I start folding a jumper that does not need folding.
"What?"
"You know you are allowed to exist without earning the oxygen first, yes?"
"Sounds inefficient."
"That is not a no."
I glance at her, then back at the jumper. "Sam has done a lot for me. I like helping."
"I know." Jen hangs the dress in her wardrobe, its sleeves drifting dramatically around her. "But helping is not the same as paying rent on being loved."
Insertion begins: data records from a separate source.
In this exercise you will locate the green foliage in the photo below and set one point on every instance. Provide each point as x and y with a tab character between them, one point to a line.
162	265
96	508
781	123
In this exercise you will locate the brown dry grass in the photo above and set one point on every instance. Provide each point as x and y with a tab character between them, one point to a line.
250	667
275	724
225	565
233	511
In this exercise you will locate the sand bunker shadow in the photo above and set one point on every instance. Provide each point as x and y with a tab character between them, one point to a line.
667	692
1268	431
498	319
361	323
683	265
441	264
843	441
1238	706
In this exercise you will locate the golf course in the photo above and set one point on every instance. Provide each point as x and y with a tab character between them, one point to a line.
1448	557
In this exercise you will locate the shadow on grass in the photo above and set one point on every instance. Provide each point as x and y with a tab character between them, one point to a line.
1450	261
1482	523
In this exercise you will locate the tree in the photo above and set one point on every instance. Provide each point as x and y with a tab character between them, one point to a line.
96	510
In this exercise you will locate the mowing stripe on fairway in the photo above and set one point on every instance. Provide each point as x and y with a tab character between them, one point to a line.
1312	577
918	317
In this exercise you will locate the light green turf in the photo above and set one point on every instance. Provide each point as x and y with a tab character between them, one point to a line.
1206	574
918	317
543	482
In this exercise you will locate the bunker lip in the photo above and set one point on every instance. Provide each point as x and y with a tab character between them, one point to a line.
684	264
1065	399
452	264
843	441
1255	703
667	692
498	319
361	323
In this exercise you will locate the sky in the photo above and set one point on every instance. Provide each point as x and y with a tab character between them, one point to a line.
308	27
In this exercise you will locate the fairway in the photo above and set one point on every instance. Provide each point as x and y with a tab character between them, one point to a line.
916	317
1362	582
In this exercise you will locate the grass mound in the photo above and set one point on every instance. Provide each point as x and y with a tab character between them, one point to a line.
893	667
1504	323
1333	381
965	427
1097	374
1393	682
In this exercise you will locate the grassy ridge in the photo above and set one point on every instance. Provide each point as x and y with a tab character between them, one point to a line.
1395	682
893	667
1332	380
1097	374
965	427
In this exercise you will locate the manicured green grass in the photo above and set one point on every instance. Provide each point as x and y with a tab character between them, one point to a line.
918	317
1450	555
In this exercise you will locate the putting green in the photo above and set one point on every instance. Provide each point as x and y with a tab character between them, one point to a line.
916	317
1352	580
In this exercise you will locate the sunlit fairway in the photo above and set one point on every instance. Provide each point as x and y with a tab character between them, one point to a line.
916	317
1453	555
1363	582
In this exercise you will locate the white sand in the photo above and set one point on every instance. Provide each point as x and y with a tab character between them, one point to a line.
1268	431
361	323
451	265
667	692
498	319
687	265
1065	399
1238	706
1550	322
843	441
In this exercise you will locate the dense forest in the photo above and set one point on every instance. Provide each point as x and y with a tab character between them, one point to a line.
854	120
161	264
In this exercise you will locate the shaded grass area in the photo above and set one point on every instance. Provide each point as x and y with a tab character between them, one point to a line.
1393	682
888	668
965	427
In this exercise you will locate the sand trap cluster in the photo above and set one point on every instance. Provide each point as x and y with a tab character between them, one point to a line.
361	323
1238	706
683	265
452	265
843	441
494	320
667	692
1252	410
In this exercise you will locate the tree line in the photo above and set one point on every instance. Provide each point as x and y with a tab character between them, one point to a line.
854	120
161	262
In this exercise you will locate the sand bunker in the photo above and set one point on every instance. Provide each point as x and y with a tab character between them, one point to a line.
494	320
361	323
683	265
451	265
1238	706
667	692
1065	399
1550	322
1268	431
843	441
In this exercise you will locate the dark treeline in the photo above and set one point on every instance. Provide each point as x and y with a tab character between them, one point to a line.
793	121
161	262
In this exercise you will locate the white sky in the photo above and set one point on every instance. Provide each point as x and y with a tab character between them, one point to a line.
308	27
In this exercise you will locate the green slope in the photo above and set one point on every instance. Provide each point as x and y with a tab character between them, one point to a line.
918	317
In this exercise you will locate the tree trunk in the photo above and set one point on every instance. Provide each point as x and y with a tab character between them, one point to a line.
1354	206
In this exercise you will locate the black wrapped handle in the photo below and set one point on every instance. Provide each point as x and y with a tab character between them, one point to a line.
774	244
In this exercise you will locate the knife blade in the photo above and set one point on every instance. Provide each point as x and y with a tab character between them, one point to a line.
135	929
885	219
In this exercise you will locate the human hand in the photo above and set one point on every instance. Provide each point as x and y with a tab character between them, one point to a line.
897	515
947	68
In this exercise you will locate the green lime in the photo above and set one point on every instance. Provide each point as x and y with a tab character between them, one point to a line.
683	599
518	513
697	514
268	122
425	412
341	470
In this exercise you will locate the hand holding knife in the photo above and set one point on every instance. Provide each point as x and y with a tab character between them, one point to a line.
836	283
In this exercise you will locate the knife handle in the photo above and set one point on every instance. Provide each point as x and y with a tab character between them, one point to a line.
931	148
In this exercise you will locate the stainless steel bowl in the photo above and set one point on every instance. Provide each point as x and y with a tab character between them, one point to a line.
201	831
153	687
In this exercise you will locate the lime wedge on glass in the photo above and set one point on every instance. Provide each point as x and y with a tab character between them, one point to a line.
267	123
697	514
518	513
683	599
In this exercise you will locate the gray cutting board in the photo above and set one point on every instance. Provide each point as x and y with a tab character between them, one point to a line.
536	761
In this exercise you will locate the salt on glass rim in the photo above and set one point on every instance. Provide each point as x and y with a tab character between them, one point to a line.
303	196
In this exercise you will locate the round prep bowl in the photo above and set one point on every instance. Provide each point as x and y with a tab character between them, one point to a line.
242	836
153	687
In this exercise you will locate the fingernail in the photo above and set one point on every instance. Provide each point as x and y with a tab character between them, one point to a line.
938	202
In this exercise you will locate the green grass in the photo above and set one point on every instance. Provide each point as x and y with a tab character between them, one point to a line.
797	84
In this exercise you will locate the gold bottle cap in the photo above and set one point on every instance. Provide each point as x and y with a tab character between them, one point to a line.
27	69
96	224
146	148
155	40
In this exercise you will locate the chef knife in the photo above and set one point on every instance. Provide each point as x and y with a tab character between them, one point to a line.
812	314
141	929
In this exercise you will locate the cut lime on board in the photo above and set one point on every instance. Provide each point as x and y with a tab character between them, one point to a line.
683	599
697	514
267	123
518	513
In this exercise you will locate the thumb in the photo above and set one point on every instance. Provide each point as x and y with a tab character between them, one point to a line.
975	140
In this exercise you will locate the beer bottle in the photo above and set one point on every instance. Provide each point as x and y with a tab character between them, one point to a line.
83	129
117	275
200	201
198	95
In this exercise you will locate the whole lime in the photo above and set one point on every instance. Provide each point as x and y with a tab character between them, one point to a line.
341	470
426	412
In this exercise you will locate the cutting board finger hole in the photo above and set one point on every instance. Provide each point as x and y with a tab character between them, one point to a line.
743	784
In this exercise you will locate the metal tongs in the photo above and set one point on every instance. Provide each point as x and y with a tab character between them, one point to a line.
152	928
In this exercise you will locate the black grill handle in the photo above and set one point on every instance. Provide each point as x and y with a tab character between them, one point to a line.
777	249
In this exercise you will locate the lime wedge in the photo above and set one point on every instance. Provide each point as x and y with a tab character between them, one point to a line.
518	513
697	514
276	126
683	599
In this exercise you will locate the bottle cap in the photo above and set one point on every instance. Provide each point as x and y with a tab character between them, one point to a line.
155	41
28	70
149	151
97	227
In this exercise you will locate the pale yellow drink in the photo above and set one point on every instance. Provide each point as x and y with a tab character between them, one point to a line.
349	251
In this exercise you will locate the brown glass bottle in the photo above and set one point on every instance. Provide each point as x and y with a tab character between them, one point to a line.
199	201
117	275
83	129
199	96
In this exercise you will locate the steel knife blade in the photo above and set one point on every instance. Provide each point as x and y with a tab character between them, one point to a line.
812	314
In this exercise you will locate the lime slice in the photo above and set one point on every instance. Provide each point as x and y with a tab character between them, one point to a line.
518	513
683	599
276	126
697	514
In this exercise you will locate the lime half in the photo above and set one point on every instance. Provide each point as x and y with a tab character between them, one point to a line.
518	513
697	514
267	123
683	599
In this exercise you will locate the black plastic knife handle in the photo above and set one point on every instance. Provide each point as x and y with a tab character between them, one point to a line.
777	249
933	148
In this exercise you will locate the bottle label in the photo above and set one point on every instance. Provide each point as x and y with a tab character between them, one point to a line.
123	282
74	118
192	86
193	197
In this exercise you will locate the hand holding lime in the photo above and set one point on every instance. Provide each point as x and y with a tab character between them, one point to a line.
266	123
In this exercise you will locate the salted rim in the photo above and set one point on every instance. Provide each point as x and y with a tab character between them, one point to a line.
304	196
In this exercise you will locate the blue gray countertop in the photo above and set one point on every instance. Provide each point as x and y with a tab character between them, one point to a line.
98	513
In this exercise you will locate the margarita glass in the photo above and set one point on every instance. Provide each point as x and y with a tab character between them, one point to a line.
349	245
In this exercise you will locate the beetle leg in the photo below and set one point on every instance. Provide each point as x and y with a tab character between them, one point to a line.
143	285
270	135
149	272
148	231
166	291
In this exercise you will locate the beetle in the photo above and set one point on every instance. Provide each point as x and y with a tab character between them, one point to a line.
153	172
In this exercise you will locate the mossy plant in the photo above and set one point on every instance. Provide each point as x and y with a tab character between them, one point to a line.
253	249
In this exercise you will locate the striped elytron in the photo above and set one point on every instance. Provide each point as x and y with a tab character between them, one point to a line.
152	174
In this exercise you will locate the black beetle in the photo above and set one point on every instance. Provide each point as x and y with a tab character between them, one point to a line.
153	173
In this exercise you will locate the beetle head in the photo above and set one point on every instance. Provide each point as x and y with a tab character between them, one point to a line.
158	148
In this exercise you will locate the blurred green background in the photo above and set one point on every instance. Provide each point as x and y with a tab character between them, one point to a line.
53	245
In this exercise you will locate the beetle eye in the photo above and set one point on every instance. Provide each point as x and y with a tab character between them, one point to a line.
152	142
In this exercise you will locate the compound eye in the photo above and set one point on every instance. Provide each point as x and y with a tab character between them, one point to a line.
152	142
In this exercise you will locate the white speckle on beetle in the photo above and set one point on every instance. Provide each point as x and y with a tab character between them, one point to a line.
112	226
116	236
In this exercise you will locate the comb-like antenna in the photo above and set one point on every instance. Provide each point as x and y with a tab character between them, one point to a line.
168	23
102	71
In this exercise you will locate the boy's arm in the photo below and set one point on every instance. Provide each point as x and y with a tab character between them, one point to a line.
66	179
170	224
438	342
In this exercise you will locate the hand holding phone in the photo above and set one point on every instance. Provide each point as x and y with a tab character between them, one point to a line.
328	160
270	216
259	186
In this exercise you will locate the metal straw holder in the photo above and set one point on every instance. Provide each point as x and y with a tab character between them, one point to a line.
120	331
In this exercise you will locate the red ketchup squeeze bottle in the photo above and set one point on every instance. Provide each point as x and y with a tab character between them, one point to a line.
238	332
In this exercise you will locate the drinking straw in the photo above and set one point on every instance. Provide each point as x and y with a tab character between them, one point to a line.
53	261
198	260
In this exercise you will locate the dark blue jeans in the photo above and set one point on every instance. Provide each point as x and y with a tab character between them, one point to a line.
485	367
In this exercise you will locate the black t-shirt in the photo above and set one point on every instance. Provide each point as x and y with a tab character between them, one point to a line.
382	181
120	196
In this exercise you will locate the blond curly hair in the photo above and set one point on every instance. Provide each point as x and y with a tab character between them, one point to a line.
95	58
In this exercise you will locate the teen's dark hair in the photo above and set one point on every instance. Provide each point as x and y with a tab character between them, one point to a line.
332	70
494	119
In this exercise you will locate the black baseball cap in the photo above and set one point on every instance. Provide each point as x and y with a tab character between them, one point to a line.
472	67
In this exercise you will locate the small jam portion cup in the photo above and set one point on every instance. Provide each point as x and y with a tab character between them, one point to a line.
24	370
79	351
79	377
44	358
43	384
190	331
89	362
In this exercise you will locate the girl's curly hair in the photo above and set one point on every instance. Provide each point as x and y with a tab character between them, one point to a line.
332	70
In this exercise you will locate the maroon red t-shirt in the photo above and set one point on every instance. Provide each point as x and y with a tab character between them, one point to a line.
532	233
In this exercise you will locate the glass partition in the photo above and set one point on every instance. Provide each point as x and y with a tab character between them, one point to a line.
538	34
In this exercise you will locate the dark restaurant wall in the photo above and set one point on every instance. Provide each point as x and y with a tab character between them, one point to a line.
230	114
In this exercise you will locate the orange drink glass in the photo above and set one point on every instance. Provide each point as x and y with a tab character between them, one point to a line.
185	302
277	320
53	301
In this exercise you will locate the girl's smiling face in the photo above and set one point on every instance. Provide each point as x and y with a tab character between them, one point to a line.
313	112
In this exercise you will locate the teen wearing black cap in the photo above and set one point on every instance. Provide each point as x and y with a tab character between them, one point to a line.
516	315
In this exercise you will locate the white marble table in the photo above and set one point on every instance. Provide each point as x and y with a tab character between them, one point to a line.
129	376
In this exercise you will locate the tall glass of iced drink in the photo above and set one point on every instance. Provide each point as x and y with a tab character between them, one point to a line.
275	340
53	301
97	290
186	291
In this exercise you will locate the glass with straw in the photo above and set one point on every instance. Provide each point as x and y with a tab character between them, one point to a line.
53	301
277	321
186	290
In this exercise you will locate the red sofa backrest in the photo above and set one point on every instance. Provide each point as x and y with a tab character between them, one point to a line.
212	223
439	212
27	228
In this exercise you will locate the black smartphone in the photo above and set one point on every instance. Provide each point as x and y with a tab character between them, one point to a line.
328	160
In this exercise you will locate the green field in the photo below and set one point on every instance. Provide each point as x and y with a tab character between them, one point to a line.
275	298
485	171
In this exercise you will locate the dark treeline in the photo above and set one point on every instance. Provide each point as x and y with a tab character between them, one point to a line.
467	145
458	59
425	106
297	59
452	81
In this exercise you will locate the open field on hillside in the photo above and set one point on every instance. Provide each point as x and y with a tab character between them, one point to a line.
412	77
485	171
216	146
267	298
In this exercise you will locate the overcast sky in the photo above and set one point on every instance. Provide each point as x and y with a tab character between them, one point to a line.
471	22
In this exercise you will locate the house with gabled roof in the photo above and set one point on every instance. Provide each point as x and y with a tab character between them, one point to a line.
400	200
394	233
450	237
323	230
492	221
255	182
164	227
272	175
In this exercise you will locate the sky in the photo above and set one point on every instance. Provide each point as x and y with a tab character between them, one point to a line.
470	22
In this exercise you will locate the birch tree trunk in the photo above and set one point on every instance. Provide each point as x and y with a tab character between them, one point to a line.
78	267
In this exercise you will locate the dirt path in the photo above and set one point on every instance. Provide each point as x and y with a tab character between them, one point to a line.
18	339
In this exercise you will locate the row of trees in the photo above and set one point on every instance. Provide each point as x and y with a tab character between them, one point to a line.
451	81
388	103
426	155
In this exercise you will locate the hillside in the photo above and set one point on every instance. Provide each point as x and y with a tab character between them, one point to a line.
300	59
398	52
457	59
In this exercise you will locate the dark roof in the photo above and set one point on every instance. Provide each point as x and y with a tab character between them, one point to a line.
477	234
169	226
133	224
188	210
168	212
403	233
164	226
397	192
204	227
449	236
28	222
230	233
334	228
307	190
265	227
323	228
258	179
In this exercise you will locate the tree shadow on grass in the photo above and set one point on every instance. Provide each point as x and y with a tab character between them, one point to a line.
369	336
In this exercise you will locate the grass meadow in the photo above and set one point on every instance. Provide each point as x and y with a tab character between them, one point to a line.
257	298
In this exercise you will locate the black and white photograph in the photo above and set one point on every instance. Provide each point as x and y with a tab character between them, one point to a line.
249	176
"I kept busy," I say again, because it is easier than saying anything truer.
Jen sits on her bed and gives me one of her looks.
"What?" I ask.
"Nothing."
"That was not a nothing face."
"It was my deeply restrained face."
"Disturbing."
Her mouth curves, but her eyes stay soft. "You know you don't have to earn your way into Sam's life every summer, don't you?"
I look down at the jumper in my hands.
"I like helping."
"I know. But helping and proving you deserve to stay are not the same thing."
My fingers still in the fabric.
Annoyingly, this is the problem with Jen. She can sound ridiculous for forty straight minutes, then say one thing so accurate it feels like being struck with a small, elegant brick.
"I'm not proving anything," I mutter.
"Of course not."
"I'm serious."
"So am I." She stands and turns back to her suitcase, giving me the mercy of not looking directly at me. "Sam has loved you for nine years, Lyra. I doubt a few unwashed mugs are holding the arrangement together."
My throat tightens.
"That was dangerously sentimental."
"Horrifying, I know." She pulls out another dress, this one somehow louder than the last. "Quick, say something rude before we both recover."
I huff a laugh.
"That dress looks like a tropical bird lost a fight with a curtain."
"Excellent. There she is."
The ache in my chest eases a little.
Then Jen adds, far too casually, "And don't let certain alphas make you feel like you're less than terrifyingly competent either."
My laugh fades.
The knot in my stomach tightens again.
After Jen finishes telling me about her summer in the warm waters off the Greek coastline, we head down to the great hall for dinner.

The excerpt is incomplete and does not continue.